Música hecha pedazos
Leos Janacek es, sobre todo, un compositor considerado por sus óperas, que insisten en los programas teatrales correspondientes. Sin embargo, ha tocado todas las flautas, nunca mejor dicho y así se asiste a un renacimiento del interés por su obra pianística, en manos de Lugansky y otros colegas que nos hacen transitar nuevamente bajo sus nieblas y por sus senderos cubiertos de hierba.

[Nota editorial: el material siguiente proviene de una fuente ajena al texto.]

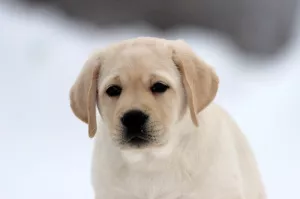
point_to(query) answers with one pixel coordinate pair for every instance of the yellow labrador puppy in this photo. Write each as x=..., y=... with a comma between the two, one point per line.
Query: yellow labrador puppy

A menudo, ciertos oyentes se desconciertan al recibir estas páginas, ricas en atmósferas armónicas sugestivas pero que – tal es la objeción –descuajadas en lo melódico. Janacek repite obsesivamente un trozo de melodía que no alcanza a resolver. Luego insiste en tal vacilación. Es entonces cuando cabe advertir que estamos ante un recurso estilístico, ante un gesto expresivo, propio de su expresionismo, valga la redundancia. Janacek ha vuelto a plantear el problema de la forma inconclusa como algo válido en sí mismo, como algo que lejos de ser una forma imperfecta es, por el contrario, una solución formal. La música está hecha de sonidos y silencios y en este tipo de fragmentarismo melódico el silencio es parte del sonido como suspensión del sentido. El escucha desorientado no advierte que es él quien debe completar, con toda libertad, lo sugerido por ese hueco sonoro.
El romanticismo ya trabajó en esa vía de ocurrencias explosivas y fugaces, impromptus, preludios, impresiones de viajero. La literatura lo ha hecho repetidamente en aforismos, greguerías, apuntes de dietarios. No hay música perfecta y definitivamente conclusa, como no hay palabra de semejante calidad. Siempre estamos diciendo una parte de la utópica totalidad de lo decible. El arte lo sabe y lo conforma. Volvamos a Janacek, a su piano “tartamudo” y démosle la razón.